“Right.” Wardenford sighed heavily. “That’s the part of the job I miss the most, you know? Nurturing young minds, helping them come to their full potential. Like you—putting the skills and talents they have to good use. Helping them to figure out what to do with the rest of their lives. I suppose all that is gone, now. No college anywhere near here is going to touch me, and I doubt I’ll have a good reference if I apply elsewhere.”
Maudlin self-pity. Zoe was just about to tell him to shut up and stop feeling sorry for himself, and go work on getting the things he wanted instead of drinking himself to death. Perhaps happily for her career, that was the moment that Shelley threw open the door and interrupted instead.
“Agent Rose,” Zoe remarked, surprised that she would break protocol by entering the interview room. Perhaps one of their superiors had arrived, and Shelley had come to warn her…?
“Agent Prime, a word, please,” Shelley said, moving back into the corridor to let Zoe out.
Once the door was firmly closed behind her and Wardenford was out of earshot, Shelley brandished her phone, indicating the source of the news that was spilling out of her. “They’ve found another body.”
Shelley’s words rolled over Zoe like a wave. There was another death. It had probably happened while Wardenford was in custody, which would mean that he was innocent.

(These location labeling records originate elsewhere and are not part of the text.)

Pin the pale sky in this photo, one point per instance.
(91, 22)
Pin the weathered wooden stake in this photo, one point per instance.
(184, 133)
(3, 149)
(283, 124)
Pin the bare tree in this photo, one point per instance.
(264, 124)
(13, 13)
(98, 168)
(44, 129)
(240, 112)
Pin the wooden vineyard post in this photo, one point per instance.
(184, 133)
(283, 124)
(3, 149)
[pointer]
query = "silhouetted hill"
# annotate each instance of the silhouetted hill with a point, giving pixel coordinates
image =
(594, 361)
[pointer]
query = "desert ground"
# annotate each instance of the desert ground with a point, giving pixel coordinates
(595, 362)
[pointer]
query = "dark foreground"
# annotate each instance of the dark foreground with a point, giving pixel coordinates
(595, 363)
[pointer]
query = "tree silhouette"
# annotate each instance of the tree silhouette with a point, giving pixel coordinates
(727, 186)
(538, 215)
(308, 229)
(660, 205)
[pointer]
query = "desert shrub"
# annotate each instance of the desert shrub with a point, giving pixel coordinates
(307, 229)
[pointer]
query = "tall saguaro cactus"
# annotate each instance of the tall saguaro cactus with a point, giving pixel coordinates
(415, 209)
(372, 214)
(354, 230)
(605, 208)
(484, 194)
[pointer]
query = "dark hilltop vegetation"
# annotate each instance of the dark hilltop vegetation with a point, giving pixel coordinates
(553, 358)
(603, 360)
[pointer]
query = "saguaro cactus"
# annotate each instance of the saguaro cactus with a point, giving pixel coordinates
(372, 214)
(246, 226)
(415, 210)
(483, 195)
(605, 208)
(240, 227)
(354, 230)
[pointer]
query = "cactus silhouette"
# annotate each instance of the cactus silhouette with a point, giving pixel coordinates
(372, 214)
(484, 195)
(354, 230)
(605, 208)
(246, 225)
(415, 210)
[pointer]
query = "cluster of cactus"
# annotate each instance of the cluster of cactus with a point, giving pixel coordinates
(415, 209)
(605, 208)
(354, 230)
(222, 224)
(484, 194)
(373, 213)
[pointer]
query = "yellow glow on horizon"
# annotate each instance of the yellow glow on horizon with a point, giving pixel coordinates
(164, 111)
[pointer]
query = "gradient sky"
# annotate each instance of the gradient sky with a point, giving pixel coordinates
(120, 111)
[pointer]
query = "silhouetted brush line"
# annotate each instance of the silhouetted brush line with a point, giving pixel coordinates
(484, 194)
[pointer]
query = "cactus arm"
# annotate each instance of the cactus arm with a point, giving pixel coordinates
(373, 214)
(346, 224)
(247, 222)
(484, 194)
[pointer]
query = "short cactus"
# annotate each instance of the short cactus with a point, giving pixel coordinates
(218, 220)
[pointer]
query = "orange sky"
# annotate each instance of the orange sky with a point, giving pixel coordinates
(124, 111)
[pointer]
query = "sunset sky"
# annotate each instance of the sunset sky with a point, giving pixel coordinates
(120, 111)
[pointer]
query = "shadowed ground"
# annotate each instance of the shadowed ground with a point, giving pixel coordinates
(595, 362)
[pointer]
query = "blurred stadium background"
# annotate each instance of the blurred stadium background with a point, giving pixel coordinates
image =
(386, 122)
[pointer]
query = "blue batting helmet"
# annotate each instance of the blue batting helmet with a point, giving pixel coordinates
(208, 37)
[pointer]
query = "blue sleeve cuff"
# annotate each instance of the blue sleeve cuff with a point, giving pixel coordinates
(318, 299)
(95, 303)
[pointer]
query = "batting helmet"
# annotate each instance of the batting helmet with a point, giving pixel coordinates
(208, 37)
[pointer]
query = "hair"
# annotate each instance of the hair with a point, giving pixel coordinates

But maybe it held another equation—another clue.
Zoe didn’t know whether to be pleased or dismayed. Their phantom math killer had struck again.
But that meant there was a whole wealth of more clues waiting, any of which might help them catch him and stop him in his tracks.
CHAPTER FIFTEEN
Zoe hit the brakes, almost sending the car into a skid. She had been driving so fast down the wide, leafy suburban streets that she had almost missed the police car parked up ahead and gone right into the back of it.
They had landed outside a huge Georgian colonial, not at all out of place in this expensive neighborhood. The one thing that did set it apart were the white-suited forensics experts and uniformed police bustling outside or rushing in and out of the door in a near-perpetual routine.
Shelley was already out of her seatbelt and the door by the time Zoe had turned the engine off, and she wasn’t far behind her. They both ran across the neatly kept lawn to the entrance, flashing their badges quickly at the policeman who tried to stop them approaching from the sidewalk.
The commanding officer at the scene met them at the door, knowing from a glance that they were the FBI agents he had been told to wait for.
“Agents, you’re going to want to come and see this. It’s a brutal one. Looks like another one of our math killer’s hits.”
They followed him hurriedly up a wide staircase to a master bedroom, dodging other personnel who were coming and going with fingerprint kits and DSLRs and spare evidence bags. Zoe had already counted thirteen pairs of boots on the ground. This was clearly a big deal to the locals—and of course it would be. When wealthy neighborhoods were home to violent and brutal murders, it was normally in the interest of the sheriff or chief of police to do something about it, and fast.
“Cleaner called us in when she reported for work and found the body. Thankfully she was in the habit of speaking to her employer first rather than getting right to it, so she didn’t wipe any evidence away. The vic is a neurologist from the local hospital, Dr. Edwin North. Pretty well-known around these parts. He and his wife used to take part in all the community events, you know? Real pillars. His late wife, that is. Cancer last year.”
This running commentary was given as they ascended the stairs, and the officer paused them outside the room itself. “I’ve got to tell you ladies, this is a real bad case. Maybe you shouldn’t go in there. We’ll have the crime scene photos along to you, but you might be better off not seeing it in person.”
“We’re not ladies,” Shelley said, brushing by him. “We’re federal agents, and I assure you we can handle it.”
Zoe held back a laugh at the man’s expression, and followed her. What she saw was not at all pretty. Shelley must have been fighting hard not to show any reaction, given how emotional she normally was at crime scenes.
The doctor’s head was crushed, visibly so. There was an odd shape to his head, newly formed after his skull gave way under the pressure. Oblong, distorted. His eyes had bulged out under the force, his eye sockets broken at their upper edge. Brain matter and blood, along with fragments of skull, decorated the headboard.
He was lying in bed, alone, still partially covered by a blanket. He was half-dressed, giving the impression that he had stolen into the bedroom for a quick nap and nothing more. It was a nap that he was never going to wake up from again.